Son gün kiliseye gitmeyip hayvanat bahçesine gidebilirdik, çünkü burada her şey çocuklara bedava yetişkinlere de makul fiyatlarda. Çocuklar için şahane bir yer. Ama aklıma gelmedi, belki de vücudum kaldırmayacaktı. Yattık uyuduk. 

7 Temmuz 2019 Pazar
Sabah kalktığımızda kahvaltı sonrası dönüş heyecanıyla otobüsümüze bindik. Yolculuk çok rahat geçmedi, uçak çok kalabalık çok gürültülü ve haylaz çocuk doluydu. O zaman Ece’nin bu haline şükrettim. Yanımda da iri bir yabancı oturmuş benim koltuğa taşıyordu… ama sayılı zaman geçiverdi ve anne-babam bizi alanda karşıladılar.
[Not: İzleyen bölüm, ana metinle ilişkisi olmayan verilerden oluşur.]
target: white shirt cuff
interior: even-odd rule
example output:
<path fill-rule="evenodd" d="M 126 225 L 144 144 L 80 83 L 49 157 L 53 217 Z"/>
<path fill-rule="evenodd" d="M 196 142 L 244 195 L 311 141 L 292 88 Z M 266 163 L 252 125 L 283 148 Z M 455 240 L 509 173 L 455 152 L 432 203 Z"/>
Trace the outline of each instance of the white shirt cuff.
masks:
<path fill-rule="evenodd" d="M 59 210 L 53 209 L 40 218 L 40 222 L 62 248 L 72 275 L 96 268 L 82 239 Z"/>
Annem gelince de çok sevindik ve Ece’yle iddiaya girdik… 10 dakika masaj artı film seçmecesine… annemle babam bizim eve çıkacak dedim, Ece de asla çıkmazlar dedi. Hem iddiayı hem de anne babamla valiz açma keyfini kaybettim. Ama Ece saf olduğu için akşam arkadaşıyla parka gidebilmek için iddia sonucunu tersine çevirdi ve o da kaybetmiş oldu… ama masajı da film seçimini de almadım.